初昇格→初本塁打のジェンセンを指揮官絶賛「彼のおかげで盛り上がった」

初昇格→初本塁打のジェンセンを指揮官絶賛「彼のおかげで盛り上がった」

ソフトバンク・工藤公康監督【写真:荒川祐史】

今季10試合中9試合QSの東浜にも高評価「責任感を持ってくれている」

 ソフトバンクが今季3度目のサヨナラ勝ちを収めた。同点で迎えた延長10回、2死三塁から柳田が放ったボテボテのゴロが三塁線際に止まるサヨナラ適時打に。珍しい形での決着に、工藤公康監督は、まず開口一番に「長いこと野球をやっていますけど、初めて見ました」と笑った。

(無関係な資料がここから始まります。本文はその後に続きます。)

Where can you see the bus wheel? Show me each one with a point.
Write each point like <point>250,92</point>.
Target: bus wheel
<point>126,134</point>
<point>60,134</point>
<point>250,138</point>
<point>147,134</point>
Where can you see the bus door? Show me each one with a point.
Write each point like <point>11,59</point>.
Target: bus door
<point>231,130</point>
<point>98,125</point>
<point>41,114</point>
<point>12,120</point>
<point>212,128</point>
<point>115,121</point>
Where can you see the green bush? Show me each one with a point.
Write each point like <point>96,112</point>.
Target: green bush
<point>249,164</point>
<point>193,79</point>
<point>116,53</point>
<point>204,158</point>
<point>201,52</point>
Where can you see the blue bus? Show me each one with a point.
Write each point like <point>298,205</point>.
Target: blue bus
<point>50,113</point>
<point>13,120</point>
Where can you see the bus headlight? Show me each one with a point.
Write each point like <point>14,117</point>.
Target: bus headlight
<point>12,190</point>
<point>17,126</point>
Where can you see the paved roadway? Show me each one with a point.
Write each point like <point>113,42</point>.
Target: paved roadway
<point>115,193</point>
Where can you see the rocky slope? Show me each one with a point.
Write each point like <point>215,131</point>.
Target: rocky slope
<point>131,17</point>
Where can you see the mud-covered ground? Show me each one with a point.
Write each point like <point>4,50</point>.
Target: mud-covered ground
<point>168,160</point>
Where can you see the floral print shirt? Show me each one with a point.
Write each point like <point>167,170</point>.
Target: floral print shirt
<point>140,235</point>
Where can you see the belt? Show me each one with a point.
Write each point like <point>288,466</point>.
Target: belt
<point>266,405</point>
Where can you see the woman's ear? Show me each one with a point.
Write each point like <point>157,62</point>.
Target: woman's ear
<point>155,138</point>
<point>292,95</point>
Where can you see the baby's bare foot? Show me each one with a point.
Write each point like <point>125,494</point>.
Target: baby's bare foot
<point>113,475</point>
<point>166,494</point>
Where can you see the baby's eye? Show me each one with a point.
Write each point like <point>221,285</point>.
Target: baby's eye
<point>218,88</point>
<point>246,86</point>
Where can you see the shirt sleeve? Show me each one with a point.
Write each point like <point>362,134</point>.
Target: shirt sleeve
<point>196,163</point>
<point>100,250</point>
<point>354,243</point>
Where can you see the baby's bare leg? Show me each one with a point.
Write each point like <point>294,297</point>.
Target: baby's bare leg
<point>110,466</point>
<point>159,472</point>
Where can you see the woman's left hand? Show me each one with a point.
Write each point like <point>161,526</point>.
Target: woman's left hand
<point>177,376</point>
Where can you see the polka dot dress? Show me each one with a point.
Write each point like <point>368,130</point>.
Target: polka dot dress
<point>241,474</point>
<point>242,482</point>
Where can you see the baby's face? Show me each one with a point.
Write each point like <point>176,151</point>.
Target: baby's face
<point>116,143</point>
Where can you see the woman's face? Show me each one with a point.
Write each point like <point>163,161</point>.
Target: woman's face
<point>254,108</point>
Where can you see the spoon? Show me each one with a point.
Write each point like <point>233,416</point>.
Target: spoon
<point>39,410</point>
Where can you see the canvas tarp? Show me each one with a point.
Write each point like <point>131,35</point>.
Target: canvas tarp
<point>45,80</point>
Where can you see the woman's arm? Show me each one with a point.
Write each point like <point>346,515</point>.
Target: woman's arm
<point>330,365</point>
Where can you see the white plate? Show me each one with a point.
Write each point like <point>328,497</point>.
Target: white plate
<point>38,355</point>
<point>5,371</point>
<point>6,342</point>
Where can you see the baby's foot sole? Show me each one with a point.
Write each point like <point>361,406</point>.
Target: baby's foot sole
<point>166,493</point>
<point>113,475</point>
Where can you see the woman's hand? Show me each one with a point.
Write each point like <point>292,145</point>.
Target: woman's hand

 息詰まる投手戦となった。ソフトバンク先発の東浜は3回2死、坂口に右翼ホームランテラス席に飛び込む2号ソロを浴びて先制点を与えたものの、8回まで5安打1失点。走者を出しながらも、粘りの投球を見せると、9回をサファテ、10回を岩崎とつなぎ、最少失点で凌いだ。

 打線は、この日今季1軍初昇格となったジェンセンが値千金の一発を放つ。1点ビハインドの5回2死。ここまで好投していたヤクルト先発・ブキャナンが投じた内角の真っすぐを強振。快音を残した打球は、左翼ポール際スタンドの最上段に飛び込む推定飛距離145メートルの特大弾。来日初アーチで試合を振り出しに戻し、延長の柳田のサヨナラ劇を呼んだ。

 指揮官は今季10試合中9試合でクオリティースタート(QS、6回以上自責3以下)を達成している東浜について「安定してくれている。火曜というのもあるのか、責任感を持ってくれている。白星はつかなかったけど、1勝の価値がある投球だった」と高く評価。ファーム暮らしが続きながらも、チャンスを待った助っ人の昇格即の活躍に「日本の投手、変化球への慣れというのはありましたけど、下で出て、状態もいいということだった。1日目から結果を残してくれた。彼のおかげで盛り上がった」と目を細めた。

 これで交流戦は3カード連続で初戦に勝利。楽天が敗れたため、その差を2.5ゲームに詰めた。